Have you ever bought a bag of baby Bok Choy and then didn’t know what to do with it all? Well we did and now we can try this…
- 1 lb. baby bok choy
- 2 tbsp. chicken stock
- 1 tbsp. oyster sauce
- 1 1/2 tsp. soy sauce
- 1 1/2 tsp. cornstarch
- 1/2 tsp. sugar
- 1 tbsp. canola oil
- 2 slices fresh ginger, sliced
- 1 garlic clove, peeled and then minced
Cut 1/4 inch off the bottom of the bok choy. If the pieces are too large, cut in half lengthwise and wash thoroughly in cold water. Do this a couple of rinses and drain in a colander.
In a small bowl, combine the stock, oyster sauce, soy sauce, cornstarch and sugar. Set aside. Heat a large wok or flat bottomed fry pan over high heat.

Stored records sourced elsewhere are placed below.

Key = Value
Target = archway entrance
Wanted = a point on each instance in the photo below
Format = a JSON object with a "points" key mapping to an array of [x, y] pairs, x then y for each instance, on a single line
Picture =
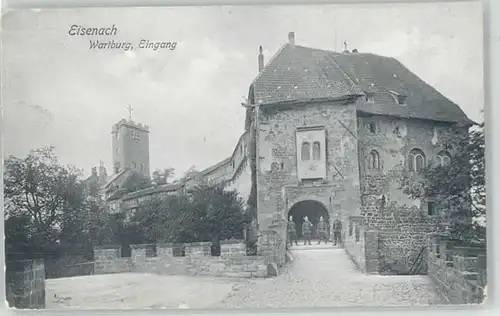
{"points": [[313, 210]]}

When hot add the canola oil and ginger and stir fry for about 10 seconds.
Add the garlic and bok choy and stir fry for 2-3 minutes until the leaves are limp and the leaves are still a bright green. Stir the sauce and pour over the greens and stir fry for 2 minutes until the sauce has thickened and lightly coats all the bok choy.
Serve with rice or noodles and maybe slices of roast chicken or pork tenderloin. The choice is yours and it sure is a tasty dish.